Your deployment manifest looks like this:

…

# not needed anymore for GetModuleLogs and GetSupportBundle

"edgeAgent": {
  …
},
"env": {
  "ExperimentalFeatures__Enabled": {
    "value": "true"
  },
  "ExperimentalFeatures__EnableGetLogs": {
    "value": "true"
  }
},
…

Warning: once these variables are deployed, these are not picked up always! Due to the rather efficient update strategy of edgeAgent, the update could be ignored. You can force the update by switching between the more specific container URI (eg. 1.0.9) and the less specific URI (the 1.0 version) and back.

Once the environment variables are put in place, calling the ‘GetModuleLogs’ method is pretty straightforward:

Note: the method name is case-insensitive.

The body could look like this. In this case, I filtered the most recent log of the edgeAgent module up to the last 100 lines. And I expect the output to be text-based:

{
  "schemaVersion": "1.0",
  "items": [
    {
      "id": "edgeAgent", 
      "filter": { 
        "tail": 100 
      } 
    } 
  ], 
  "encoding": "none", 
  "contentType": "text" 
}

See the documentation for more samples. These options are selectable:

"filter": {
  "tail": int,
  "since": int,
  "loglevel": int,
  "regex": "regex string"
}

The output of the call is:

What you see is an array of logs coming from selected IoT Edge modules. The ‘id’ field can be a wildcard so receiving logs multiple modules is supported. Eg. ‘edge’ return log files from both the edgeAgent and the edgeHub in separate array items.

Each module comes with a payload which is the actual log text. Loglines are text based and separated by ‘/n’.

It’s not that hard to handle this output using source code if you are a programmer. I demonstrate how to handle the output using Visual Studio Code.

Start by copying the output from the Azure portal in a new file in Visual Studio Code.

We want to replace the ‘\n’ with a new line. This can be done using the Find and Replace dialog (CTRL-H):

  • The Find field must be filled with ‘\\n’
  • The Replace field must be willed with ‘\n’
  • Activate ‘use regular expressions’ by clicking the ‘.*’ button

This should look like this (Notice the blue ‘.*’ button):

After filling in the two field values, click the ‘Replace All’ button. The result looks like this:

Note: the actual log text is surrounded by the response JSON result. If needed, you can remove that JSON stuff first to get to the raw text output.

The Direct Message response size limitation is 128KB according to the documentation.
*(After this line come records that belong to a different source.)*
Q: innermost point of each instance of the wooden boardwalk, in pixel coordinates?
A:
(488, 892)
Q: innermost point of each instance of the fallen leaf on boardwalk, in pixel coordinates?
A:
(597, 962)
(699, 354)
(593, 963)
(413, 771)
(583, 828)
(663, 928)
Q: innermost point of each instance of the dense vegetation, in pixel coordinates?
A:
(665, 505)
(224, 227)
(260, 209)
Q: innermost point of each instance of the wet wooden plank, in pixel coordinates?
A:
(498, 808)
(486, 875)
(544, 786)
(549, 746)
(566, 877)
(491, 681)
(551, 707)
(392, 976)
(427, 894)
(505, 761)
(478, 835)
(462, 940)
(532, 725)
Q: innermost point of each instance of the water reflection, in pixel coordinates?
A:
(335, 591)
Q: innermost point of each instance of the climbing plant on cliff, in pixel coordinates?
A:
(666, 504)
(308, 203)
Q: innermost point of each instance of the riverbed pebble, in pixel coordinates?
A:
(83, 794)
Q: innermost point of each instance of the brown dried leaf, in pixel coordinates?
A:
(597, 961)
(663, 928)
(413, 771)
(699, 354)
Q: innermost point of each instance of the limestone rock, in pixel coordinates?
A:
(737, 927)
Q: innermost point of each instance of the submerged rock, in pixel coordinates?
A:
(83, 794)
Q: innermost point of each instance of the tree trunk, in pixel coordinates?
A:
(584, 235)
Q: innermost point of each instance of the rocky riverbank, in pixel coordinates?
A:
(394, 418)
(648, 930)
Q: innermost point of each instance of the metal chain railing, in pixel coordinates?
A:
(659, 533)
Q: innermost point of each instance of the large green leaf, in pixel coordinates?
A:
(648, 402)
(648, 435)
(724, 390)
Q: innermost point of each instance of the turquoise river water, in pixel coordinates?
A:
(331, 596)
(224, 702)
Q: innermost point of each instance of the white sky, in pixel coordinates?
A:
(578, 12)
Longer logs are truncated when the limitation length is reached.

UploadModuleLogs method based on GetModuleLogs and GetTaskStatus; UploadSupportBundle method

As stated in the GetModuleLogs documentation, it is related to the ‘UploadModuleLogs’ method.

This other method makes it possible to push the logging to some Blob storage container. See the documentation to see how the SAS URL of the storage account must be passed.

This is a little bit more complicated solution but great if you need to log larger log files (larger than 128Kb).

It follows a asynchronous pattern. The UploadModuleLogs only starts the upload. The ‘GetTaskStatus’ method helps you to find out what the current status of the logs upload is.

The same goes for uploading the support bundle from your edge device.

Please check out my new blog where the use of support bundles is explained in detail.

Conclusion

Although the edgeAgent direct methods are truly helpful, Zero-touch IoT Edge remains the holy grail for IoT Edgers.

These methods are the holy hand grenade in your quest finding true zero-touch.